(1.) The present appeals assail a common order dated 19.7.2016 allowing three separate writ petitions setting aside individual orders for transfer each dated 17.5.2016 by which the Respondents have been transferred from Churu in Rajasthan to Bemetara in Chattisgarh.
(2.) Learned Counsel for the Appellants submitted that transfer and posting are incidence of service. The fact that the order of transfer may have followed immediately after seizure of the computers of the Respondents will not make it punitive in nature. The transfers were ordered in administrative exigency according to the needs of the Appellants. The office atmosphere was vitiated on account of complaints against the Respondents and some others by the students pursuing distance education details of which were spelt out in the counter affidavit. If transfer was ordered in interest of discipline it cannot be termed punitive. That there were complaints against them was not denied by the Respondents. The fact that at Bemetra the infrastructure may be incomplete and was under construction cannot lead to the conclusion for absence of administrative exigency or a punitive transfer or because by inadvertence another building of the Appellants themselves at Chhattisgarh may have been shown in the annexure. The fact that Bemetara was at a considerable distance from Churu was an irrelevant consideration.

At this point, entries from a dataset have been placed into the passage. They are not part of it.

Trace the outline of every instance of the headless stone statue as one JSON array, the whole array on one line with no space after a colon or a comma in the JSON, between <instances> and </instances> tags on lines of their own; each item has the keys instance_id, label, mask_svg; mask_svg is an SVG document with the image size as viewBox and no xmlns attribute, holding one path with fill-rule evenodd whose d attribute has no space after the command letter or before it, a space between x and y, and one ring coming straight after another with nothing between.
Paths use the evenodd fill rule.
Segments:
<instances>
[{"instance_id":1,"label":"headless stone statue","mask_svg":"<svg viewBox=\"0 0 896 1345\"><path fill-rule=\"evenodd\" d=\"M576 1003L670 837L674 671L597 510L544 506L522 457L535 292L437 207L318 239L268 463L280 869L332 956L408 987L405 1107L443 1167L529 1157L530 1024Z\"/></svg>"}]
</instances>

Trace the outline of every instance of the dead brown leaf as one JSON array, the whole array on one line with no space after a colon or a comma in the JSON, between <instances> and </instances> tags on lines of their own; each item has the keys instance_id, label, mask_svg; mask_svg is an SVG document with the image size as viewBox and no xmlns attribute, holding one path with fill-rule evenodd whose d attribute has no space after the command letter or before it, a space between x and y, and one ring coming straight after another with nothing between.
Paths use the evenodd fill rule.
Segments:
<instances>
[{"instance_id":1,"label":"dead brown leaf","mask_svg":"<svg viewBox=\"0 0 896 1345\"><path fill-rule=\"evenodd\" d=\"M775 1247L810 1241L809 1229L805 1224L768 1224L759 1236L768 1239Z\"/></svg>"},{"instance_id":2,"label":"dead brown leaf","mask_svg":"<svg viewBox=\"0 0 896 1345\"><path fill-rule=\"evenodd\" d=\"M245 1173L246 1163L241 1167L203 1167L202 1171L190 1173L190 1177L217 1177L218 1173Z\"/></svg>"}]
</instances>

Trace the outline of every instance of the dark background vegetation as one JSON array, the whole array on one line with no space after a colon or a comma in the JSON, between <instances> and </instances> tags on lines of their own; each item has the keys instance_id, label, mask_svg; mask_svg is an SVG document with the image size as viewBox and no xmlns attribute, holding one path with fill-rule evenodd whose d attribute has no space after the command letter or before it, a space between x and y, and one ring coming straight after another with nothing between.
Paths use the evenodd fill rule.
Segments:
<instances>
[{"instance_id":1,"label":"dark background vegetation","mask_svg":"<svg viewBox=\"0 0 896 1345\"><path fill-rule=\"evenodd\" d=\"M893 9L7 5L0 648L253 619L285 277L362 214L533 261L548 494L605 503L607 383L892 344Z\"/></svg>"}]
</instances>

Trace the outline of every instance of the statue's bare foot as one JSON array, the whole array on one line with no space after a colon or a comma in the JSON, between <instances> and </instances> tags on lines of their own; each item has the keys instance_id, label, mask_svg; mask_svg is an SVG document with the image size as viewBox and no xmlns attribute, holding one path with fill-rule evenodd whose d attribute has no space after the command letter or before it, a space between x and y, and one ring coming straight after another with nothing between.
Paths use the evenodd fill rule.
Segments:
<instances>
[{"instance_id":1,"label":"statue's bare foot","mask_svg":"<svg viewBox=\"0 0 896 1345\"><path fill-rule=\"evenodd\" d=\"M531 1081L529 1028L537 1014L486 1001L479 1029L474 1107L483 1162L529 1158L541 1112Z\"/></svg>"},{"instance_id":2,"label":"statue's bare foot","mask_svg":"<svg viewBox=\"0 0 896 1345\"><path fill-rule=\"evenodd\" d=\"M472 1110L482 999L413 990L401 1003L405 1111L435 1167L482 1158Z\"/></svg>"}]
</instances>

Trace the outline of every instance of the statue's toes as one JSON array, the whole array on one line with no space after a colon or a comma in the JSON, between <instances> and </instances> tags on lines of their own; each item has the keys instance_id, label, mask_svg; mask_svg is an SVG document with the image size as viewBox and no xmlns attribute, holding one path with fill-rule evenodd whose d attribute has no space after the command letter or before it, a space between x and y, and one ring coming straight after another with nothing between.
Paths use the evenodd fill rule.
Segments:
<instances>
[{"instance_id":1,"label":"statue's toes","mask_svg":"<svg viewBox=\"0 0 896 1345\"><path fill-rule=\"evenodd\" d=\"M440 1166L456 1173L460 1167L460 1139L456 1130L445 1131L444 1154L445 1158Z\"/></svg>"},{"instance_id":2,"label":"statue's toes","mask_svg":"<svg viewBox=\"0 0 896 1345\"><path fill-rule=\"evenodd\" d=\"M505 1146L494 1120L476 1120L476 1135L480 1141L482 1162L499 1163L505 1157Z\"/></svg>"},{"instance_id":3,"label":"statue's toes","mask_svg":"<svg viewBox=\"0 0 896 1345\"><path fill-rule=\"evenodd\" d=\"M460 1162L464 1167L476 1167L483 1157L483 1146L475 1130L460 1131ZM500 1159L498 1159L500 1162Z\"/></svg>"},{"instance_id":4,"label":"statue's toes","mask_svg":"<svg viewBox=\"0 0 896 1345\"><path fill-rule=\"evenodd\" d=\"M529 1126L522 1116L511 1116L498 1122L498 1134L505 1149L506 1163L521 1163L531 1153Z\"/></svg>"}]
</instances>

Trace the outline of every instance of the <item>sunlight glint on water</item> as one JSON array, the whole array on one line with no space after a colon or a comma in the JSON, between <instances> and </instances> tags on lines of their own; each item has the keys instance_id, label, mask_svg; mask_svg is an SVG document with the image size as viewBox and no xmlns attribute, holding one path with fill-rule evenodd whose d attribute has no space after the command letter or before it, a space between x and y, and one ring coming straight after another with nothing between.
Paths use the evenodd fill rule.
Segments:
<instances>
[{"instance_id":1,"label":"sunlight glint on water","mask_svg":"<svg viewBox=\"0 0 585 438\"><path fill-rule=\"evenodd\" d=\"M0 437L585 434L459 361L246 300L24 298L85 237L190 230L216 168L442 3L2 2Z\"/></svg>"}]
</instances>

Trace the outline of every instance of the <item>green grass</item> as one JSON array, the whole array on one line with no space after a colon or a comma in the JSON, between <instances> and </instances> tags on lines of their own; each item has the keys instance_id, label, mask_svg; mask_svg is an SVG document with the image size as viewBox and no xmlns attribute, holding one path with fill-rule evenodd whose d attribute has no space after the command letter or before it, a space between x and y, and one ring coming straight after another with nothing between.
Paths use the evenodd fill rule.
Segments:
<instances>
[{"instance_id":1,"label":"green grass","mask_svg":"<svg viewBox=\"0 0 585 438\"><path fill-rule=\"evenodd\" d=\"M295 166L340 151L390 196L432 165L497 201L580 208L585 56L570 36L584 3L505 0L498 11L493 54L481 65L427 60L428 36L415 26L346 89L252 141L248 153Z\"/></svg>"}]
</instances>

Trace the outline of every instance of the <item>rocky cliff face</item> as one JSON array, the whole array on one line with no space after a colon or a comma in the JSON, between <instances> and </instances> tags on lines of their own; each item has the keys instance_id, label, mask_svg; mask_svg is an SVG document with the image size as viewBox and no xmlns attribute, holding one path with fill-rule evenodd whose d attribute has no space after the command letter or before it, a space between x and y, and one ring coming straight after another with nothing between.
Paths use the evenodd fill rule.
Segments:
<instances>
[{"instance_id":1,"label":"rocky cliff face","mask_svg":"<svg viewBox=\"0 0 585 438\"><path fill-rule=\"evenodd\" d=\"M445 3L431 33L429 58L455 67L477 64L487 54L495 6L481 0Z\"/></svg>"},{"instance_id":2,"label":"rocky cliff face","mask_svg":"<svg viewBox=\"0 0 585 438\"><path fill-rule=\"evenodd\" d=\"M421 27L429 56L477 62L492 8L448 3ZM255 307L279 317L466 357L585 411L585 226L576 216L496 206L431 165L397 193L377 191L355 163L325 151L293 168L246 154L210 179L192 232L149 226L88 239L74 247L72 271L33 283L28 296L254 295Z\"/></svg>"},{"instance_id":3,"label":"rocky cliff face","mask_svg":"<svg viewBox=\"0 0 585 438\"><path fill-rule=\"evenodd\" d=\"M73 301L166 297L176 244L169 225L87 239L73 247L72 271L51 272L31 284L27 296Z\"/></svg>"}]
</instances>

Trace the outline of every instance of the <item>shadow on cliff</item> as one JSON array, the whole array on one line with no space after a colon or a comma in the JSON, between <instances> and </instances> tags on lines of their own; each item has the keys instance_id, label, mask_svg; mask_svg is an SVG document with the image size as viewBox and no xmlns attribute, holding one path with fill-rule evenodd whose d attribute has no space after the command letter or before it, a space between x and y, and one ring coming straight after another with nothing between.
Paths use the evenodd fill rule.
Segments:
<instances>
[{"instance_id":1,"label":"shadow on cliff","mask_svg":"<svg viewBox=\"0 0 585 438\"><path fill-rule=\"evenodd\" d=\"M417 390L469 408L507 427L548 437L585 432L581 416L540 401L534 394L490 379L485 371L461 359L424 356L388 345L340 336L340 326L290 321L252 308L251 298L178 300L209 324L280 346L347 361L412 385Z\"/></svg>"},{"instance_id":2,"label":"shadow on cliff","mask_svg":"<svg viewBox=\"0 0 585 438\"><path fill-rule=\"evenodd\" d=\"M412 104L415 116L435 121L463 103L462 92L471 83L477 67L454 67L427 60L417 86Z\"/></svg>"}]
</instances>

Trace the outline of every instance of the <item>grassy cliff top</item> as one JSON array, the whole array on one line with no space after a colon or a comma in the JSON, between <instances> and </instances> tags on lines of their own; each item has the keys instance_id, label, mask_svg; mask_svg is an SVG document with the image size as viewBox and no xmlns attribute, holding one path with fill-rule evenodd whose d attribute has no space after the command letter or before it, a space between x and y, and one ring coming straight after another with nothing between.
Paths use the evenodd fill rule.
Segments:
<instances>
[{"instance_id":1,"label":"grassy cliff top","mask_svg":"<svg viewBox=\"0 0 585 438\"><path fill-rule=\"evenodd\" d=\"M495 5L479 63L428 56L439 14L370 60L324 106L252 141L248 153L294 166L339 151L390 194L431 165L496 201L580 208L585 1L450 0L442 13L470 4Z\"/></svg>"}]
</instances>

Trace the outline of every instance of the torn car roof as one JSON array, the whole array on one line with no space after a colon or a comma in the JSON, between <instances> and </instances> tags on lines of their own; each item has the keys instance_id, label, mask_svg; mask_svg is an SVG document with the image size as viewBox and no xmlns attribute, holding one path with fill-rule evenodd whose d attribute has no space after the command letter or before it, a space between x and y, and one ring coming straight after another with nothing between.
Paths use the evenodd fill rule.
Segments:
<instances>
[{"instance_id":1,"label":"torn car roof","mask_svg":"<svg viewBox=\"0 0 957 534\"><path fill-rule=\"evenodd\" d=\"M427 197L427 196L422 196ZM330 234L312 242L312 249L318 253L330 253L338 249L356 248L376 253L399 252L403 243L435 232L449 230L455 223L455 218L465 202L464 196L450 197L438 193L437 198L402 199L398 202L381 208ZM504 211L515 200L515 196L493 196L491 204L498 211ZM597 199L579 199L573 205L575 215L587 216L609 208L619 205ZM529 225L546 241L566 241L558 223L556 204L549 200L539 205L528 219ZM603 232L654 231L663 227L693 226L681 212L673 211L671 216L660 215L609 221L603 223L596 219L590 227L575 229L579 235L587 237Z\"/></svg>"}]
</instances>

(3.) Learned counsel for the Respondents urged that the transfer suffered from malice in law. The Respondents when assigned additional duties of a Coordinator at the Model Counselling Centre at Churu itself were given additional allowance of Rs. 5000/- but when they have been transferred to another State, only 10% additional allowance has been granted. The Appellants had attempted to mislead the Court by presenting photographs of another location. In support of the submission that the transfer was punitive in nature reliance was placed on (2009) 2 SCC 592 Somesh Tiwari v. Union of India and ors. It was lastly submitted that the seizure of the computers was not a ground mentioned in the order of transfer and the counter affidavit also asserts that it was not the reason for transfer. All these factors taken cumulatively are clearly reflective of the transfer inflicted by malice in law and being punitive in nature.